However, what the entire film boils down to is the creation of a scenario in which the film crams as much driving, fighting, scantily-clad women and melodramatic scenes about family into 130 minutes as it can.

That being said, watching Diesel and The Rock share the screen is like watching a pair of rhinos with jetpacks having a rocket launcher fight over an active volcano.

The opening sets the tone for the movie pretty well, as it completely forgoes any type of driving scene and goes straight for a train heist where the crew cuts open a hole in the side of the train just for three cars.

There’s also driving, of course; however, there is less emphasis on quarter-mile drag races that begin in the middle of a crowd of scantily-clad women and more smashing through buildings and gunfire.

In terms of the plot – which is little more than an explanation for all the smashing and driving – “Fast Five” picks up right where the fourth movie’s (“Fast & Furious”) final scene left off and takes the campy level of physically impossible action from the previous film and runs with it. Fortunately, it runs through a glass window off a cliff and into a parked car with only a couple scuff marks and a limp it will forget about in 15 seconds.

The film reaches its high point when, during their inevitable fight scene, the two tackle each other through a window into another room, through a wall into a third room and then through another window back into the original room with no major bodily harm being done.

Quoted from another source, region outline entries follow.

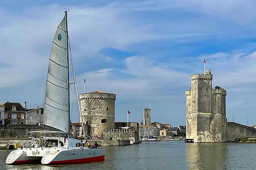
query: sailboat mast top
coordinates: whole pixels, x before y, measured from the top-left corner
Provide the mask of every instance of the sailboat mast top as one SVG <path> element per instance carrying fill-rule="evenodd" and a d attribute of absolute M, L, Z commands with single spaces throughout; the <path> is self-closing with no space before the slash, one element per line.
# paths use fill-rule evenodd
<path fill-rule="evenodd" d="M 68 57 L 68 12 L 65 11 L 65 23 L 66 23 L 66 41 L 67 41 L 67 63 L 68 66 L 68 131 L 70 134 L 70 96 L 69 96 L 69 64 Z"/>

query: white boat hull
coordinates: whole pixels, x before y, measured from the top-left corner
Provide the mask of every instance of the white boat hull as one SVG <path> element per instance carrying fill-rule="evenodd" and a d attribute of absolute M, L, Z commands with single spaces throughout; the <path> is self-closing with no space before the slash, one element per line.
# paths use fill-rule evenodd
<path fill-rule="evenodd" d="M 43 164 L 72 164 L 102 161 L 105 150 L 100 148 L 71 148 L 47 153 L 41 160 Z"/>
<path fill-rule="evenodd" d="M 33 155 L 31 154 L 32 152 Z M 40 163 L 44 154 L 43 152 L 42 152 L 40 148 L 39 150 L 36 150 L 35 148 L 14 150 L 9 154 L 5 162 L 9 164 Z"/>

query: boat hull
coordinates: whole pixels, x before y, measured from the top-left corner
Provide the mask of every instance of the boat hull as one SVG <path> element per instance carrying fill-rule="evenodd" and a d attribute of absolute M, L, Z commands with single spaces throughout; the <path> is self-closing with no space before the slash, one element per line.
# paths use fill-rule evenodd
<path fill-rule="evenodd" d="M 28 164 L 40 163 L 42 156 L 28 156 L 24 150 L 11 151 L 6 158 L 7 164 Z"/>
<path fill-rule="evenodd" d="M 99 162 L 105 159 L 104 149 L 69 149 L 55 152 L 44 155 L 41 163 L 43 164 L 72 164 Z"/>

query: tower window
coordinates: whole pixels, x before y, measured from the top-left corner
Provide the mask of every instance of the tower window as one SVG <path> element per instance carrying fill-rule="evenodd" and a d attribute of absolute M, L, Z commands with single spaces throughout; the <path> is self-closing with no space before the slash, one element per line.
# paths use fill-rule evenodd
<path fill-rule="evenodd" d="M 101 120 L 101 123 L 102 124 L 105 124 L 106 123 L 107 120 L 106 119 L 102 119 Z"/>

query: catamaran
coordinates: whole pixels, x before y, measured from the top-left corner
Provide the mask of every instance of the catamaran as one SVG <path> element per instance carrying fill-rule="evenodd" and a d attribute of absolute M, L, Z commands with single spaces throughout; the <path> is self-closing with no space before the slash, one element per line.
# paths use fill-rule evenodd
<path fill-rule="evenodd" d="M 68 32 L 67 11 L 57 27 L 49 56 L 44 104 L 43 124 L 60 131 L 31 131 L 44 134 L 33 139 L 29 147 L 11 151 L 7 156 L 7 164 L 34 163 L 43 164 L 69 164 L 102 161 L 105 149 L 89 148 L 81 145 L 79 140 L 60 137 L 70 134 L 69 59 L 74 78 L 73 84 L 78 100 L 78 90 Z M 73 83 L 72 83 L 73 84 Z M 79 112 L 81 115 L 80 104 Z M 83 129 L 84 129 L 84 127 Z M 47 137 L 57 134 L 59 137 Z"/>

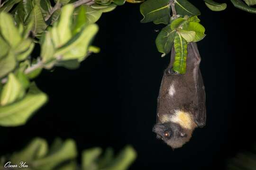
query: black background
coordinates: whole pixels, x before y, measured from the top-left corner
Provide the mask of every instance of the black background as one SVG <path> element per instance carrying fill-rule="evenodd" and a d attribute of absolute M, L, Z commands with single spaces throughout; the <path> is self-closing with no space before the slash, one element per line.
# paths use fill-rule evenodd
<path fill-rule="evenodd" d="M 140 23 L 139 5 L 127 3 L 97 22 L 100 29 L 93 44 L 101 47 L 99 54 L 79 69 L 57 68 L 37 78 L 50 99 L 25 126 L 0 128 L 0 155 L 22 148 L 35 136 L 50 143 L 59 136 L 74 139 L 80 152 L 93 146 L 117 152 L 131 144 L 137 158 L 131 170 L 224 169 L 228 159 L 249 149 L 256 139 L 256 15 L 229 1 L 219 12 L 202 0 L 193 3 L 206 30 L 198 45 L 208 117 L 207 126 L 196 129 L 188 143 L 173 151 L 152 132 L 170 59 L 169 55 L 161 58 L 155 43 L 155 30 L 164 26 Z"/>

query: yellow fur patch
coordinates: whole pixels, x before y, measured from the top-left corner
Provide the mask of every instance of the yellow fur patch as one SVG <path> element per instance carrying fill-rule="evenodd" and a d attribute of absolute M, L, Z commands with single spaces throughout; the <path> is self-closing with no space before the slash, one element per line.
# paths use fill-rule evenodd
<path fill-rule="evenodd" d="M 193 128 L 194 124 L 192 118 L 189 113 L 180 110 L 176 111 L 171 121 L 179 124 L 183 128 L 189 129 Z"/>
<path fill-rule="evenodd" d="M 189 129 L 194 128 L 195 126 L 193 118 L 189 113 L 181 110 L 175 110 L 174 114 L 172 116 L 163 115 L 160 121 L 162 123 L 171 121 L 179 124 L 183 128 Z"/>

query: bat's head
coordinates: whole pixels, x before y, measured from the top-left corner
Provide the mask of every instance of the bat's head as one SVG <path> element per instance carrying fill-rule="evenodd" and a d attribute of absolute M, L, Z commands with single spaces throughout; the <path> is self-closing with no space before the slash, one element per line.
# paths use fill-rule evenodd
<path fill-rule="evenodd" d="M 155 124 L 153 131 L 156 134 L 157 138 L 163 140 L 173 149 L 181 147 L 188 142 L 192 133 L 192 130 L 172 122 Z"/>

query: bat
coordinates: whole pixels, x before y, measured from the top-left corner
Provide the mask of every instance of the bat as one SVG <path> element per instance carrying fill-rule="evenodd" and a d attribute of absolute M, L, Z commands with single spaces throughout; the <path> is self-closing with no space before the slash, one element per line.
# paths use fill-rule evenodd
<path fill-rule="evenodd" d="M 195 42 L 188 44 L 186 72 L 180 74 L 172 66 L 175 50 L 165 70 L 157 99 L 156 123 L 153 131 L 173 149 L 188 142 L 196 128 L 205 125 L 205 92 L 199 68 L 201 58 Z"/>

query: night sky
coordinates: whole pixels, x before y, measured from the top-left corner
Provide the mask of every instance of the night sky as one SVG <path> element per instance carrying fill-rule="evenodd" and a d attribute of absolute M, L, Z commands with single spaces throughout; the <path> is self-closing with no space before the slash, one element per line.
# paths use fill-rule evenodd
<path fill-rule="evenodd" d="M 198 42 L 206 93 L 206 126 L 174 151 L 155 138 L 156 99 L 170 55 L 161 57 L 155 41 L 164 25 L 142 24 L 139 4 L 127 3 L 104 13 L 93 44 L 101 51 L 79 68 L 44 70 L 35 80 L 49 100 L 25 126 L 0 128 L 0 155 L 39 136 L 74 139 L 81 152 L 127 144 L 137 152 L 130 170 L 219 170 L 255 136 L 256 14 L 235 8 L 201 10 L 206 36 Z M 236 61 L 237 63 L 236 64 Z M 78 158 L 80 159 L 80 157 Z"/>

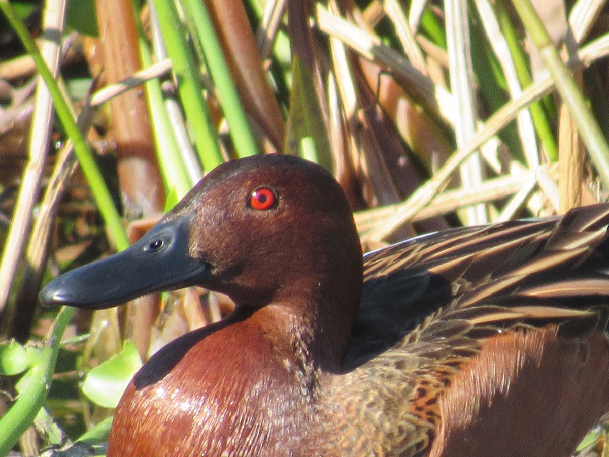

The central cast does what it needs to. Paul Walker (ex-FBI agent Brian O’Conner) makes his Paul Walker face for a couple hours. Diesel, as Dominic Toretto looks angry, breathes hard and rattles off terrible lines. The Rock, playing Major Hobbs, does the same thing, except for the fact that he sweats profusely through the entire film. And, unfortunately, the what’s-her-face sister (Jordana Brewster) still can’t act and even has her token attractive girl spotlight taken from her.

For those who have grown attached to the horrendously undeveloped characters from the franchise’s other installments, there is a healthy injection of familiar characters. Roman (Tyrese Gibson) and Tej (Chris “Ludacris” Bridges) from “2 Fast 2 Furious” join Han (Sung Kang) from “The Fast and Furious: Tokyo Drift” as they are drawn in for one last job.

The all-star cast aspect brings the air of an “Ocean’s Eleven” type of job, just with more cars and less clothing for women. “Fast Five” even features the “Ocean” type characters of the bumbling guys that no one cares about bickering while they do their jobs.

Somehow, the crew gets the funding to get massive amounts of over-the-top gadgets, computers and simulators for the job, even though it was implied earlier in the movie that the characters hardly had money to eat.

However, glaring plot holes like this one aren’t the reason to see “Fast Five;” it’s that guy with a rocket launcher. You know what he’s going to do with it; just sit back and enjoy it.

At first glance, the romance storyline and any of Diesel’s 15 speeches about the importance of family come off as cheesy, but they are necessary for the pacing of the movie. As opposed to a “Call of Duty” game, where there is constant shooting and explosions, “Fast Five” gives the user a break with the characters acknowledging the dangers of the mission and then dismissing them because they all live their lives a quarter-mile at a time.

The transitions, though, are almost laughable, as each scene is glued to another by gratuitous panning fly-over shots of Rio de Janeiro that feature the same slummy buildings. “Fast Five” also makes a point of utilizing the ominous statue of Jesus that overlooks the city. You know, like every movie set in Brazil does.

But after the third dramatic shot of the statue, it bears the question of whether or not the director got one really good sample of B-roll of the city and forgot to get more before hitting the editing room.

 Overall, “Fast Five” moves the franchise further away from NOS and street racing to rocket launchers and smashing through walls. But in a campy action movie way, it works. In the end, the characters are silly and overacted, the action involves dozens of people being murdered as a consequence of the characters wreaking havoc and the dialogue is hilariously bad.

You know, everything you’d expect from a “Fast and Furious” movie.